Speaking of science, Cannings uses it as a defence when he declares that Snag, Yukon was not the coldest spot in North America.

“Snag is still officially the coldest place in North America,” he says quickly. “I’m a biologist, so I can’t comment exactly on why.

“Temperatures were taken by thermistors and probes, but it did not have an official weather station at the time.”

This particular “blasphemy,” on Page 261, is said to have occurred at Mill Creek, British Columbia, on Jan. 7, 1982. It was a calm, clear night when the intensely cold air drifted into the deep valley (which is what happens occasionally to Mary Lake, causing it to be 10 degrees colder than the rest of Whitehorse).

The temperature hit -71 degrees Celsius, a full eight degrees colder than Snag’s record.

As a biologist working on endangered species for Environment Canada in Whitehorse, Syd Cannings would take the time to drive south whenever needed.
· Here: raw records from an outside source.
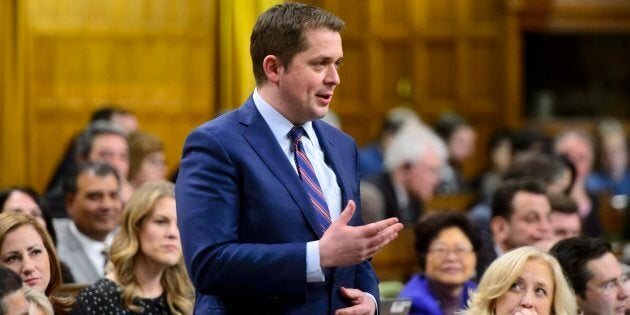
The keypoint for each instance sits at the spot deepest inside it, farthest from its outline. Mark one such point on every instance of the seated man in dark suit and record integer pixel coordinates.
(412, 161)
(520, 217)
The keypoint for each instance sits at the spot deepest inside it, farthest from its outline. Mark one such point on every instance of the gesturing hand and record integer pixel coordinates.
(361, 303)
(343, 245)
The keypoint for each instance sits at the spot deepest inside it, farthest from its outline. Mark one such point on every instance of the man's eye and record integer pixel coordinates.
(10, 259)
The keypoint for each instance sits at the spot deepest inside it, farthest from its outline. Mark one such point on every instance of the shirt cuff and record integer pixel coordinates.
(373, 299)
(313, 269)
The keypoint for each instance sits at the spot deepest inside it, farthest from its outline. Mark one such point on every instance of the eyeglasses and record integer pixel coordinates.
(442, 252)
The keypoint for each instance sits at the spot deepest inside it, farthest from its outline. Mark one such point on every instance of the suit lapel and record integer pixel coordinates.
(333, 159)
(261, 139)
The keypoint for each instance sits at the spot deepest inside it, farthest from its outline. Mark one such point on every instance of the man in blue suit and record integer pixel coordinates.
(261, 189)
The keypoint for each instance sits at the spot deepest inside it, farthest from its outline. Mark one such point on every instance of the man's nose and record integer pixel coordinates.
(332, 76)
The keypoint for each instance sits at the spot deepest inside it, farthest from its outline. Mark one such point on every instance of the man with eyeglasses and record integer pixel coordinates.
(595, 274)
(412, 161)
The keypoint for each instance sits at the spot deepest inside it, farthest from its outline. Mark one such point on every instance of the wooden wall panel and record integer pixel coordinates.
(156, 58)
(431, 55)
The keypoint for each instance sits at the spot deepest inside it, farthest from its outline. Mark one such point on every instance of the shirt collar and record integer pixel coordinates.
(280, 125)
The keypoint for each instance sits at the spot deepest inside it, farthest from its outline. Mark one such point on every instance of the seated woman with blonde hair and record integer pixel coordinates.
(146, 269)
(523, 281)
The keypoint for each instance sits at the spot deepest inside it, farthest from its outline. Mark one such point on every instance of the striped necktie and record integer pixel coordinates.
(309, 179)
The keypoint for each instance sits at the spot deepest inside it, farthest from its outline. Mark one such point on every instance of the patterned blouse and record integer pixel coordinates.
(105, 297)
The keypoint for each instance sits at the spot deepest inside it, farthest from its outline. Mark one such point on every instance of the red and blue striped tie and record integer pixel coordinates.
(309, 179)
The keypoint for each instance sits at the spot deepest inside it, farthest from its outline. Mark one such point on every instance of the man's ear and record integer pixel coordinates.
(271, 66)
(69, 198)
(499, 227)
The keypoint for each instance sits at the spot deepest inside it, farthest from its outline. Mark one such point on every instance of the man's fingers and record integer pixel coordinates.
(346, 214)
(377, 227)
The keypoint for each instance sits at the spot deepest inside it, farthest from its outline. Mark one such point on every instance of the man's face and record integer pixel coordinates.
(565, 225)
(306, 85)
(605, 291)
(461, 144)
(529, 223)
(424, 176)
(112, 149)
(15, 303)
(96, 206)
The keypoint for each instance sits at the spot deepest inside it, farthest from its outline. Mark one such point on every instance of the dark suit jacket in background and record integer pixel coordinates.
(245, 219)
(407, 215)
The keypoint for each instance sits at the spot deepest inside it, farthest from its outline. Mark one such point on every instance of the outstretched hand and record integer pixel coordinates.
(361, 303)
(344, 245)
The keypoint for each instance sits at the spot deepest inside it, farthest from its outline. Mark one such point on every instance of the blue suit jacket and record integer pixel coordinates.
(245, 219)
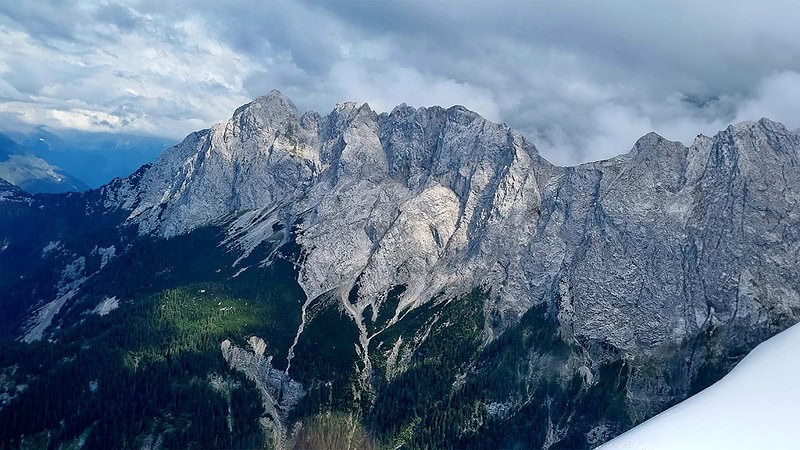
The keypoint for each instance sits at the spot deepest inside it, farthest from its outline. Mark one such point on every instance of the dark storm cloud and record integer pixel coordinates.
(582, 79)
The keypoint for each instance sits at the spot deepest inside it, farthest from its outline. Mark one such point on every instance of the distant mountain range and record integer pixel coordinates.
(421, 278)
(95, 158)
(31, 173)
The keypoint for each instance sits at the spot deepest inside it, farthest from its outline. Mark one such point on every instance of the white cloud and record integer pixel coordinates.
(582, 80)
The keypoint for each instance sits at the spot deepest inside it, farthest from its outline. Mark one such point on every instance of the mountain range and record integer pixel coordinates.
(419, 279)
(18, 165)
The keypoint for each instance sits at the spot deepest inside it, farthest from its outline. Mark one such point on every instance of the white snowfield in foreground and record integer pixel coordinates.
(753, 407)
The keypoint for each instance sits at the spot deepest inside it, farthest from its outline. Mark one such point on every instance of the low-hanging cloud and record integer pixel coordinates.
(582, 80)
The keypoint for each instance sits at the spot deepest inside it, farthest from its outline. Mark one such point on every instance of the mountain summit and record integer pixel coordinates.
(424, 271)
He would use a recorder to collect his thoughts on what he saw.

When he saw something interesting about, say, geology, he would call up his geologist friends and ask them to explain it to him.

Perhaps it wasn’t interesting, but they would tell him if there was something else that he missed in that area.

Once he got over the occasional writer’s block, he would “blurt it all out until I got tired of it.” Then he would email it to his brother down south, who is a consulting biologist who assesses endangered species and organizes broad-scale bird population surveys.

“He would have a fresh look at it and vice versa.”

If it is any indication, his biologist friends have been buying their new book “like hot cakes.”

“It is a biased sample,” says Cannings with a laugh.

Another test will be today at noon, when Cannings will sign books at Mac’s Fireweed Books in Whitehorse.

Darrell Hookey is a freelance writer living in Whitehorse.